Certo dia, quando estava na séries iniciais do colégio, eu e meus colegas realizamos um jogo onde apostávamos nossos desejos futuros. Citávamos a profissão que teríamos, com quem casaríamos e com que idade. Me recordo da idade do meu casamento - 25 anos - e o nome de uma futura pretendente.
Quase três décadas depois, não só a pretendente sumiu do meu horizonte de relacionamentos como o casamento não veio, bem como a esquecida profissão que havia mencionado. O sonho do ingênuo garoto, construído sobre os dois ideais mais cobiçados da sociedade moderna - o sucesso no trabalho e o casamento feliz -, simplesmente não se tornaram realidade.
Há algo de frustrante nisso, mas também de altamente pedagógico. Pois o casamento pode simplesmente não ser a vocação de uma pessoa ou seu tempo não ser o tempo imaginado, e o trabalho, necessário a todos que têm um mínimo de sanidade mental e capacidade de caminhar com as próprias pernas, pode ser qualquer um, na grande maioria das vezes diferente do que foi sonhado na infância. E mesmo na faculdade.
A frustração está na entronização do sonho. O problema é muito simples: sonhos humanos são apenas isso, sonhos humanos, e não decretos divinos. Eles têm a fugacidade do vento, não a estabilidade indeterminada da sucessão de dias e noites. Somos muito mais limitados do que nosso vão desejo e as ficções grotescas de Hollywood - com naves espaciais super avançadas criadas num espaço de vinte anos - nos fazem imaginar. O mundo é o ensinamento do I Ching: tudo está em permanente mutação, menos a mutação mesma, ainda mais se consideramos uma época que aposta no princípio de que as coisas têm fins utilitários, até mesmo a vida humana, e que a essência de sua dinâmica é o movimento frenético e permanente. Os sonhos de uma vida feliz dentro dos cânones modernos é não apenas difícil, como artificial e questionável. Afinal, felicidade seria ter uma carreira bem sucedida e um casamento feliz, mas quem realmente sobe este monte?
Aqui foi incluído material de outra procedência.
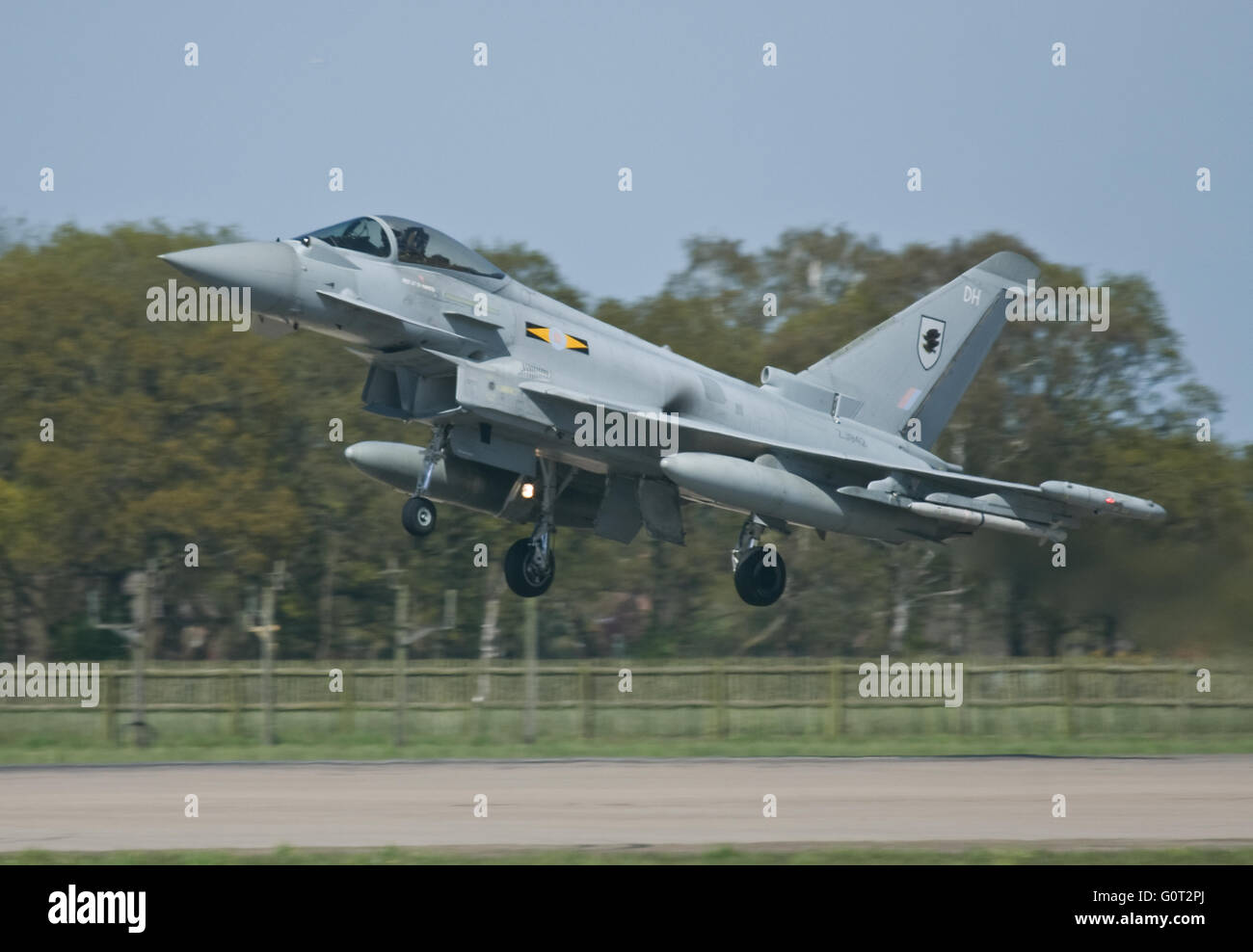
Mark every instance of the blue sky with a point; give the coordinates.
(1093, 163)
E alcançada a almejada conquista, o que fazer?
A pedagogia está na destruição dos ídolos, pois o homem é um ser essencialmente religioso, condição que Peter Berger bem afirmou quando, em sua longa carreira acadêmica, notou que mesmo em sociedades altamente desenvolvidas a religiosidade - mais especificamente a espiritualidade - sobrevive, mesmo que em formas bastante distintas das sociedade tradicionais. O anseio pelo eterno está traduzido nesse perfil religioso. Dê carreira bem-sucedida e casamento feliz a todos e verá se instaurar o caos, a vida sem sentido que é contemplar o tempo que passa sem novas conquistas no limitado tempo de vida. Sem a perspectiva do plano transcendente, a caminhada é vã e a conquista morta no momento de sua concretização, um troféu que acumula pó num canto da prateleira. É a morte e, portanto, a esperança de uma eternidade, a medida de nossas ações.
Assim como sonhos pessoais facilmente caem na idolatria e na inevitável frustação, impérios inteiros também são arrastados pelo vento, mesmo os aparentemente poderosos. Nesse primeiro dia de novembro, repassei alguns trechos do recém lido O fim do homem soviético, de Svetlana Aleksiévich, e encontrei o depoimento de uma cidadã da antiga União Soviética declarando o seguinte:
"O poder soviético parecia eterno. Iria durar até os nossos filhos e os nossos netos! Foi inesperado para todo mundo quando ele acabou. Hoje já ficou claro que nem o próprio Gorbatchóv esperava por isso, ele queria mudar alguma coisa, mas não sabia como. Ninguém estava pronto. Ninguém!" (p. 82)
Muitas vezes não estamos preparados para uma crise de relacionamento, uma demissão sem aviso prévio e muito menos para o desaparecimento de um império porque perdemos a visão daquilo que fixa as estrelas no alto e sustenta as civilizações. Felicidade mesmo, só no Céu.